Dès les premières lignes, je dois avoir envie de poursuivre la lecture. Deux aspects sont essentiels à mes sélections : l’écriture et le thème abordé. Le contenu doit avoir du sens, une raison d’être. Le roman doit servir une cause, être utile, aider à la compréhension du monde. En principe, je perçois assez vite si les ingrédients sont réunis…
- Les auteur(e)s que vous publiez viennent d’horizons divers. Pourriez-vous nous présenter quelques voix fortes de votre catalogue ?
 
L’ancrage des LM est indiscutablement congolais, cru littéraire exceptionnel depuis des décennies et continue de l’être. Puis, j’ai ouvert les portes de la maison au gré de mes rencontres et des sollicitations venues des contrées voisines ou d’ailleurs.

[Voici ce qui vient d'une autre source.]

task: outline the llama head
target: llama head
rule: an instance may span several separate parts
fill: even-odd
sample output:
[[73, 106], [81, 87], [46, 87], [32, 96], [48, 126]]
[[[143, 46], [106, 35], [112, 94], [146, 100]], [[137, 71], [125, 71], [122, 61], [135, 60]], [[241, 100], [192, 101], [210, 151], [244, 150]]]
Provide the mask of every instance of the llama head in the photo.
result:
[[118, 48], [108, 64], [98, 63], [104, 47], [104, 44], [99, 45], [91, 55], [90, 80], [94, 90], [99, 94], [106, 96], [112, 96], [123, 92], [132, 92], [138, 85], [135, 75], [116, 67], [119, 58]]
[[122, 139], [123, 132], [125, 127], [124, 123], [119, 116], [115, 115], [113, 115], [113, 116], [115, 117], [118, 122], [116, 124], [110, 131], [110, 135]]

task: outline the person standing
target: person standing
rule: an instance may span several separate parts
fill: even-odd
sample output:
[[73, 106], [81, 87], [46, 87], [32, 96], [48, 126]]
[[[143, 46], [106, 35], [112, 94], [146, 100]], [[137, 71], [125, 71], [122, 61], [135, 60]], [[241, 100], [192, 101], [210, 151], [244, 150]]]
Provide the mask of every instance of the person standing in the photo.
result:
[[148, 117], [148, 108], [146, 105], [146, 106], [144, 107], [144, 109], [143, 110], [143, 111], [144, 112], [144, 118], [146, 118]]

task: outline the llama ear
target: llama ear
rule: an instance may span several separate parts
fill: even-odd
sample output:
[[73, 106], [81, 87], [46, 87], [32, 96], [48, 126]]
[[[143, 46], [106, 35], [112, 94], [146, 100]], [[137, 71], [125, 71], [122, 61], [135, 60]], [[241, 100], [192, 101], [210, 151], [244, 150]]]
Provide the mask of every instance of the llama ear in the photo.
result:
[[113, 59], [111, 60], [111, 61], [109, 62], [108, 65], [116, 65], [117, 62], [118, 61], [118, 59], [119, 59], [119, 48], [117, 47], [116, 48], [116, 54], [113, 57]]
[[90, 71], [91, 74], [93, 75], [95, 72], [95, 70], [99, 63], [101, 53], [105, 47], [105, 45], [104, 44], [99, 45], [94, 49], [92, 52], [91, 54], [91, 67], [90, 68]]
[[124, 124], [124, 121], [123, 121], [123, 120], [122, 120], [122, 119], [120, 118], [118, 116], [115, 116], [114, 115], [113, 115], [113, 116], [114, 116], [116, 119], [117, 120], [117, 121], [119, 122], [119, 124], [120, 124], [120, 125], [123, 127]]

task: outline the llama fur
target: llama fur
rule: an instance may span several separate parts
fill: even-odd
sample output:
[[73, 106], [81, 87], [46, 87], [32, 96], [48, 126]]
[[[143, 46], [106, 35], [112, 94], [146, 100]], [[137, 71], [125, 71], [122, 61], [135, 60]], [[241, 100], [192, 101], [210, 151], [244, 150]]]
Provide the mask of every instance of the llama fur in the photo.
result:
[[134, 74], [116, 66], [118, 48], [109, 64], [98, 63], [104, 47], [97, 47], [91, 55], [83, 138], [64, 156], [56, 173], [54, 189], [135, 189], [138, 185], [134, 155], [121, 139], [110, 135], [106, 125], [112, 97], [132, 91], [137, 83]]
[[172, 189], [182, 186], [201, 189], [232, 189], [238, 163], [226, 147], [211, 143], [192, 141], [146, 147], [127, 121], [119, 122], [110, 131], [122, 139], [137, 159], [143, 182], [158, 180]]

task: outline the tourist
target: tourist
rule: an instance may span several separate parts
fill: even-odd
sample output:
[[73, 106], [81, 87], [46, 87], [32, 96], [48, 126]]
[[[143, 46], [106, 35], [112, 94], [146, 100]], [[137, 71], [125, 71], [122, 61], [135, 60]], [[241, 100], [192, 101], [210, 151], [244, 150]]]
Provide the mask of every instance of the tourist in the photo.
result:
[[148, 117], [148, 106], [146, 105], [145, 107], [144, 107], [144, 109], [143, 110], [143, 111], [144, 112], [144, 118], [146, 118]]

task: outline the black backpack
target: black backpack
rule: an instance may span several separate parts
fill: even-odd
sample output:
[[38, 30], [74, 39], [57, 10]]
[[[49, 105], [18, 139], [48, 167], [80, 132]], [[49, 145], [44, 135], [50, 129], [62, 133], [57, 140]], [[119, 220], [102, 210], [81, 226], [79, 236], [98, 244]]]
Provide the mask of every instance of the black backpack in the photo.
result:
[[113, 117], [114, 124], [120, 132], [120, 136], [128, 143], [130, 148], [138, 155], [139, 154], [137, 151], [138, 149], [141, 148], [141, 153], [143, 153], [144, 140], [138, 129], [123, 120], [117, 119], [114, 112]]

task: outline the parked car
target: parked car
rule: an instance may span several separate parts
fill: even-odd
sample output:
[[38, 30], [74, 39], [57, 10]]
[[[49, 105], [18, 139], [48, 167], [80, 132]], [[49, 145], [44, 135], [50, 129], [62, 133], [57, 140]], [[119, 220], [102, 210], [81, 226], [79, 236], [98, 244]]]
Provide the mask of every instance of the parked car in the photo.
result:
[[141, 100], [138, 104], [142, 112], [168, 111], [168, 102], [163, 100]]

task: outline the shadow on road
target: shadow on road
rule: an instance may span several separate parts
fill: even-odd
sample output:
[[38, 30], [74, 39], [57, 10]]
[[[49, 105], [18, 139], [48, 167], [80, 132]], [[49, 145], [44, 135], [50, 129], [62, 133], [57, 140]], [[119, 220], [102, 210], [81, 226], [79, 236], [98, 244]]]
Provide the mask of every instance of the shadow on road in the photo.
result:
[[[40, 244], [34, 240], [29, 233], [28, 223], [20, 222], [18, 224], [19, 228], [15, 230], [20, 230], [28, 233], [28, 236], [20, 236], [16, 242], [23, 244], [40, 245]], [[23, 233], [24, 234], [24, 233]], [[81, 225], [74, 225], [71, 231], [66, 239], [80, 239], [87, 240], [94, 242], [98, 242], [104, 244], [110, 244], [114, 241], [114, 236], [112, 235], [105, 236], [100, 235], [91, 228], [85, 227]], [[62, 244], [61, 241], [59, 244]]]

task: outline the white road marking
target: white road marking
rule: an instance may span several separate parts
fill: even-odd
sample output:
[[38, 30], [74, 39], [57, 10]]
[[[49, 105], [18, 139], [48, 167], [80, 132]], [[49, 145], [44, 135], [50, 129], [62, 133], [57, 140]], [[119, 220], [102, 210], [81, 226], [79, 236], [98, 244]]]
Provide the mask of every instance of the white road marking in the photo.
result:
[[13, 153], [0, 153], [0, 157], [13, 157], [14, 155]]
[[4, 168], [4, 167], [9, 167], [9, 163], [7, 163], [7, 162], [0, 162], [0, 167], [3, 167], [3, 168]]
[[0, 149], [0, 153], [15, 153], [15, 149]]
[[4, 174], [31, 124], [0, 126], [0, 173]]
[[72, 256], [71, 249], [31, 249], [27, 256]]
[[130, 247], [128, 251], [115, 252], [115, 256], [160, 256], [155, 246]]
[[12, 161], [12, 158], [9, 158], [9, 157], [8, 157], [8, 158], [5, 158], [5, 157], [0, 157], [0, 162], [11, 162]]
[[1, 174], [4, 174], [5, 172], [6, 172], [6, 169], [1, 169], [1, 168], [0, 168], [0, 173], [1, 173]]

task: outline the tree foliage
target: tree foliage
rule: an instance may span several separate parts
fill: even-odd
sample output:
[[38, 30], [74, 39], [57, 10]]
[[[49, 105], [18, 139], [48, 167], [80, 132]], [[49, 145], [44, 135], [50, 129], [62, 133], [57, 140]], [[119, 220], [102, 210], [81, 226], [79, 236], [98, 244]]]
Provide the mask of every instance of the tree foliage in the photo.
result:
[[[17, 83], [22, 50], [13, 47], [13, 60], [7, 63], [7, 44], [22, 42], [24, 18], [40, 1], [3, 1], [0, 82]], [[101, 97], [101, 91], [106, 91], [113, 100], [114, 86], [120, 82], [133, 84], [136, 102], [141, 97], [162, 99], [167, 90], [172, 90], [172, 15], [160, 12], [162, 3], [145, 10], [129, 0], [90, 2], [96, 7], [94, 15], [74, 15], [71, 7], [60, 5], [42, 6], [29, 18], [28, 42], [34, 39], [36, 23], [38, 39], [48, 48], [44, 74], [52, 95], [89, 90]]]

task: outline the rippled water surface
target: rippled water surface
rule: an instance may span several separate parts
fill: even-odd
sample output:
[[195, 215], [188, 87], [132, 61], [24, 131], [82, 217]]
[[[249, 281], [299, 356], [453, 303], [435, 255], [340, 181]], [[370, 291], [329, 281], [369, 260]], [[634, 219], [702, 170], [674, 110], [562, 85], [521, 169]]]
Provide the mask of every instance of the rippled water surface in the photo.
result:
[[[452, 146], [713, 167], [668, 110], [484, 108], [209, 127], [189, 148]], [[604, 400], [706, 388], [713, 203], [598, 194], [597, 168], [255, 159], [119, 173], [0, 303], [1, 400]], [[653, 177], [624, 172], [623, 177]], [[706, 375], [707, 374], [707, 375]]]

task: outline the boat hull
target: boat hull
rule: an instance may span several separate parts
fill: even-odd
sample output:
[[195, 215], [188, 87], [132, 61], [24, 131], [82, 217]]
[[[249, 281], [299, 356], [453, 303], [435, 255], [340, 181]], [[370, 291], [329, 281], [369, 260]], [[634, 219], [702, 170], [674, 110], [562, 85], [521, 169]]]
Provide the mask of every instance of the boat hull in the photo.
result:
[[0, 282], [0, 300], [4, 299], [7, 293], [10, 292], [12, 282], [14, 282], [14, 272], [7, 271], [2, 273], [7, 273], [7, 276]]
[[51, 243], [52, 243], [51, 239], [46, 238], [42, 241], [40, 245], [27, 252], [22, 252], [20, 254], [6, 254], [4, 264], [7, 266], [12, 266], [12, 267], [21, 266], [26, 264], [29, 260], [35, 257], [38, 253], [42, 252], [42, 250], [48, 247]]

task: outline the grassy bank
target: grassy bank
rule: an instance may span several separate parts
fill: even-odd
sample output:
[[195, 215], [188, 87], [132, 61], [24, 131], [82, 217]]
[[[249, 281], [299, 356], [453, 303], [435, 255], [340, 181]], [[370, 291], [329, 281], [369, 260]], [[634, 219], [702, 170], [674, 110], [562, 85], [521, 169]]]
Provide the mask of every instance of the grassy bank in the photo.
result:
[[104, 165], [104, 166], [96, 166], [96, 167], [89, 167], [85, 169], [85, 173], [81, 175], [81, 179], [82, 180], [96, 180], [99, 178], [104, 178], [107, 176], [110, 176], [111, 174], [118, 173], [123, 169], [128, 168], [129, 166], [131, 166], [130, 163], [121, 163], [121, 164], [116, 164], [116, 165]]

Quelques personnalités sont en effet incontournables parmi nos écrivains : Dibakana Mankessi, écrivain et sociologue originaire du Congo, son roman Le psychanalyste de Brazzaville, doublement primé, (Grand Prix Afrique 2023, Prix Orange du livre en Afrique 2024) apporte un nouvel éclairage sur la construction de Brazzaville ; Monique Ilboudo, universitaire et femme engagée du Burkina Faso, récompensée du prix littéraire (étranger) des Droits de L’homme avec Carrefour des veuves (2021) ; Janis Otsiemi (Gabon), précurseur du polar africain contemporain, dirige notre collection polar « Sokoto » ; Alphonse Chardin N’Kala, enseignant, journaliste, écrivain congolais, gardien de la culture congolaise, met à l’honneur la rumba congolaise dans son dernier roman, Au crépuscule du rêve ; Christian Gombo Tomokwabini (RDC) véritable agitateur culturel à Kinshasa, qui bouscule les consciences avec son roman, Maudit soit-il… ; Godefroy Mwanabwato (RDC) qui revisite l’histoire post-coloniale de la RDC… ; Christian Eboulé, journaliste d’origine camerounaise, qui retrace le parcours romancé d’un soldat gabonais, Charles N’Tchoréré, au service de la France pendant les deux guerres mondiales, Le Testament de Charles, et qui a reçu le Grand prix du roman historique en mars dernier… et je ne peux pas les citer tous…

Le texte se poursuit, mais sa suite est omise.